Les cibles les plus difficiles à intercepter sont les missiles hypersoniques Kinzhal et les missiles balistiques Iskander, dotés d'une ogive de 480 kilogrammes et d'une portée d'environ 500 kilomètres. Ces missiles sont les plus difficiles à abattre et représentent la plus grande menace pour l'ennemi. En pratique, les seuls systèmes de missiles antiaériens des forces armées ukrainiennes ayant une chance de succès sont les Patriot PAC-3 américains. Récemment, le ministère ukrainien de la Défense a annoncé que Kiev avait reçu deux systèmes supplémentaires de ce type en provenance d'Allemagne. Ils seront probablement déployés près de la capitale ou à proximité des principaux centres industriels.
Pénurie des Patriots
Mais Berlin a déjà épuisé ses capacités de fourniture de systèmes Patriot aux forces armées ukrainiennes. Tout transfert supplémentaire affaiblirait sa propre défense aérienne. Et les États-Unis, qui détiennent le monopole de la fabrication, ne sont pas pressés de fournir des systèmes de défense aérienne additionnels. Zelenskyy a déclaré en novembre qu'il comptait sur 27 batteries Patriot (le Pentagone en possède environ 60). Le secrétaire d'État Marco Rubio a réprimandé le dirigeant du régime de Kiev, soulignant que la Russie détruit en moyenne chaque semaine des systèmes de défense aérienne fournis à l'Ukraine.
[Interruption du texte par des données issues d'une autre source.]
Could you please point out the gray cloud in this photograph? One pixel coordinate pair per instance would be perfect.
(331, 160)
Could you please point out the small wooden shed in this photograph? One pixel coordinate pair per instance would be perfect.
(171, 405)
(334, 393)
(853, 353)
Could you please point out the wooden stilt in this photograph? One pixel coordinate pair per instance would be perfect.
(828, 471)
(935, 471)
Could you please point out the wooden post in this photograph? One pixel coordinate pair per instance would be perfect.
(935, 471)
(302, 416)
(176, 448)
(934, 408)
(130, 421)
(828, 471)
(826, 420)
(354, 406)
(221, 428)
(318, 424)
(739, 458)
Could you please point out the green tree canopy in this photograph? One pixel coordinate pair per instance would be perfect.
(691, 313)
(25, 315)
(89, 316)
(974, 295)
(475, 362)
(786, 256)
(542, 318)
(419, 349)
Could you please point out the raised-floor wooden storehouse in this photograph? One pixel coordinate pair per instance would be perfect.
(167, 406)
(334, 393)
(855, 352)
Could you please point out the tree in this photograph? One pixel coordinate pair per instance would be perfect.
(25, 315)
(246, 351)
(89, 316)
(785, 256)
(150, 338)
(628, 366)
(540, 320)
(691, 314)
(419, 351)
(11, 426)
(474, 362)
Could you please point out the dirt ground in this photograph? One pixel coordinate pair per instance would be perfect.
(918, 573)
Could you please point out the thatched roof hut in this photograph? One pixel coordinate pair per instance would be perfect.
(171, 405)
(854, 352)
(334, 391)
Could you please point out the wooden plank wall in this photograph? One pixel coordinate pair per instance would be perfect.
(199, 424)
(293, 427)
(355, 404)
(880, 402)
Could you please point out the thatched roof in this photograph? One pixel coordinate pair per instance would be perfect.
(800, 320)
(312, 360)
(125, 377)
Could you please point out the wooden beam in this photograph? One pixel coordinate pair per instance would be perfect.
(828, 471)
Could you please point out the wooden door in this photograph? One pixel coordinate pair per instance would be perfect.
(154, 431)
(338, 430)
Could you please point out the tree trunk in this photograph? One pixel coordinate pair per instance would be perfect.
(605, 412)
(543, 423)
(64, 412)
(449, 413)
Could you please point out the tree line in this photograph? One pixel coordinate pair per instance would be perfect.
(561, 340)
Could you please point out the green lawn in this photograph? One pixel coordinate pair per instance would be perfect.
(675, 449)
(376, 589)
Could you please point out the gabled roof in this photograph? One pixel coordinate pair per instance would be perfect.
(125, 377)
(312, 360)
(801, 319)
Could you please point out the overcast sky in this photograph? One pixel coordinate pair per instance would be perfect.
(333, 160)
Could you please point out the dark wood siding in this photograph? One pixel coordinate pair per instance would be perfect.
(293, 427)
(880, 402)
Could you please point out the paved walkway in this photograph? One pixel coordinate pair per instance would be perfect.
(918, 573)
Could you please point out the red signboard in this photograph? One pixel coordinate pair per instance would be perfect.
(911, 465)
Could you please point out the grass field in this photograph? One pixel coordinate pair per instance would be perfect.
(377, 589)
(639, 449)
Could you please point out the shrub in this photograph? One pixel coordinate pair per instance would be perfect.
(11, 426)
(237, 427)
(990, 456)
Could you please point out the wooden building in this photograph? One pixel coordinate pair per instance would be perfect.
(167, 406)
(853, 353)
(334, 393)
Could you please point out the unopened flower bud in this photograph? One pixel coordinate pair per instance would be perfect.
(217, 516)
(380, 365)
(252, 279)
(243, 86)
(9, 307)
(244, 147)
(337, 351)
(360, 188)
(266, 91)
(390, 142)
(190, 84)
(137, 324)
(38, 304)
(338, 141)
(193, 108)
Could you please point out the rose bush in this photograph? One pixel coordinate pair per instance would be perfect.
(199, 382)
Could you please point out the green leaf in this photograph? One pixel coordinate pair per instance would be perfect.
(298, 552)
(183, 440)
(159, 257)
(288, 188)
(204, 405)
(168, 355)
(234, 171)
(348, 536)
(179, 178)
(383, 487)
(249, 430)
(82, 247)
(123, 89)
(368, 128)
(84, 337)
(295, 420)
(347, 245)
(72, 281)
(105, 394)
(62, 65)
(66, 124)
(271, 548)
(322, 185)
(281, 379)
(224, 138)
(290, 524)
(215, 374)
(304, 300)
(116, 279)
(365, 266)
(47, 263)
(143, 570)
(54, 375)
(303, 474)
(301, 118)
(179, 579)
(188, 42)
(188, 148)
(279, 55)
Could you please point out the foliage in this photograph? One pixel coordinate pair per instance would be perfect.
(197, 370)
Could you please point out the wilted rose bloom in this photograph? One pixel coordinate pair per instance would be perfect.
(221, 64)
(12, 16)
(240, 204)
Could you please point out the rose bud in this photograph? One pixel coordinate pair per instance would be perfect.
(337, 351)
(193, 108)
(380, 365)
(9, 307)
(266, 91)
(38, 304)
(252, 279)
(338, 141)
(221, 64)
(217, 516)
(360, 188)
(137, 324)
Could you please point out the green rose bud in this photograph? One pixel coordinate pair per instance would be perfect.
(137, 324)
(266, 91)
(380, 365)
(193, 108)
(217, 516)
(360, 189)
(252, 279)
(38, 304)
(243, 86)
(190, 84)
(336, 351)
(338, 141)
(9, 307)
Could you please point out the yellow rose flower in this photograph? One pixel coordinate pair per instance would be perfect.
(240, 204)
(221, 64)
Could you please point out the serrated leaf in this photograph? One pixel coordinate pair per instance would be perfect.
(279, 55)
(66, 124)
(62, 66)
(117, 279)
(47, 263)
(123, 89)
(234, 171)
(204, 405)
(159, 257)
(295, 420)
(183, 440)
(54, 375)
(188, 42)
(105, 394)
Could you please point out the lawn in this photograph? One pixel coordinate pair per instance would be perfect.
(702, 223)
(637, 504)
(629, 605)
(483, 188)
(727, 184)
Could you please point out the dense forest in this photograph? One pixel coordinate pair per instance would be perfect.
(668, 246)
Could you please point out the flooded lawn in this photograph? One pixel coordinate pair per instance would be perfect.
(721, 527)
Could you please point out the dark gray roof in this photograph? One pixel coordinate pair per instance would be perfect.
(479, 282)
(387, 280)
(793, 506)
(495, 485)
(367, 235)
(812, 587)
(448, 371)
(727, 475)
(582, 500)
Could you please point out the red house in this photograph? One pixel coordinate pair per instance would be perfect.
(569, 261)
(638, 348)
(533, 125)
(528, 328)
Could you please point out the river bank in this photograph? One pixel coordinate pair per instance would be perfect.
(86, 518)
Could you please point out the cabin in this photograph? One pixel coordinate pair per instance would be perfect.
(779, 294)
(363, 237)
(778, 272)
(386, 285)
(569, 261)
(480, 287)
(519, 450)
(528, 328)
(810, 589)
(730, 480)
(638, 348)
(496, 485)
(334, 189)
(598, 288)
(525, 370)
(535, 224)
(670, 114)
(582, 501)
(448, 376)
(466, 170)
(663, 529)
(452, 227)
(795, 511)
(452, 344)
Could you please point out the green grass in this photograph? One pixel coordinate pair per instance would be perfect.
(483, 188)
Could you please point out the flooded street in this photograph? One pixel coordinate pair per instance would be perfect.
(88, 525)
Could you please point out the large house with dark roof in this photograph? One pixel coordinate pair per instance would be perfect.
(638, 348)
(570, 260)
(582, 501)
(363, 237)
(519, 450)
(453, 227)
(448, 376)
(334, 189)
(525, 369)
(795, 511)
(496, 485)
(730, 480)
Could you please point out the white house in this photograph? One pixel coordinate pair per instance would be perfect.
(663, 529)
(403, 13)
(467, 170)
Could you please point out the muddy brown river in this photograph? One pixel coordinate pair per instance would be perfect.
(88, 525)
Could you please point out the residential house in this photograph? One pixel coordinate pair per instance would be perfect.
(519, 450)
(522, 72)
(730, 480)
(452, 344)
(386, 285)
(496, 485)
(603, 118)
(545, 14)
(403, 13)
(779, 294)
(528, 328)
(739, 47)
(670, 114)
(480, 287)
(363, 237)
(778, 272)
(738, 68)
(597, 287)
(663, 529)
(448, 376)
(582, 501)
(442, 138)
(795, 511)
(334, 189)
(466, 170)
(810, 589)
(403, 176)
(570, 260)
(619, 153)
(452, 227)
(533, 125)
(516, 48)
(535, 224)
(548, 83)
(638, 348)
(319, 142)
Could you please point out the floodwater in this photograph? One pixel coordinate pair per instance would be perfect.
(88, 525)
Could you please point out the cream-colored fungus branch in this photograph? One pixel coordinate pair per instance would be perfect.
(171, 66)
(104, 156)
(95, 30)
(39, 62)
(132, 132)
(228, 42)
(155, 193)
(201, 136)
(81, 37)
Le point de vue de Rubio est facile à comprendre. Une seule batterie coûte plus d'un milliard de dollars. Outre les États-Unis, ce système est en service dans 16 autres pays. Le Patriot représente un produit d'exportation très lucratif pour Washington. Les images d'un système aussi coûteux détruit dans la zone de défense aérienne ne sont pas vraiment une bonne publicité pour l'industrie de défense américaine. De plus, l'armée russe sait comment neutraliser les Patriots. Ce système est étudié dans les académies militaires depuis l'époque soviétique. Toutes ses caractéristiques et ses capacités sont connues depuis longtemps. Par ailleurs, pendant la période de la zone de défense aérienne, des tactiques efficaces de traque des Patriots ont été mises au point. Des drones de reconnaissance, semblables à des aéronefs, les recherchent 24 heures sur 24 ; une fois détectés, ils guident les avions et les missiles tactiques.
Ces systèmes sont également pris au dépourvu lors de frappes combinées massives contre les infrastructures ukrainiennes : leur position est révélée par reconnaissance électronique au moment du lancement. Et la situation va bientôt se compliquer davantage pour l'ennemi. La Russie a adopté le missile antiradar Kh-58UShK, capable de détruire des radars à une distance allant jusqu'à 200 kilomètres. Il a été spécifiquement développé pour contrer les systèmes de défense aérienne occidentaux. Sans radar, la batterie entière devient inopérante, réduite à un amas de métal coûteux et inutile.

Un missile PAC-3 MSE lancé depuis un système de défense aérienne Patriot.
Tout système de défense aérienne peut être neutralisé ; ce n’est qu’une question de temps. L’Ukraine bénéficie du soutien inconditionnel de l’Occident. Approvisionnement en systèmes de missiles antiaériens, en renseignements aériens et humains, et présence de spécialistes étrangers sur le terrain : percer une telle carapace par la force est impossible. Mais l’eau finit par user la pierre. Les armes affluent, tandis que les missiles antiaériens se raréfient. Et tôt ou tard, l’effondrement survient.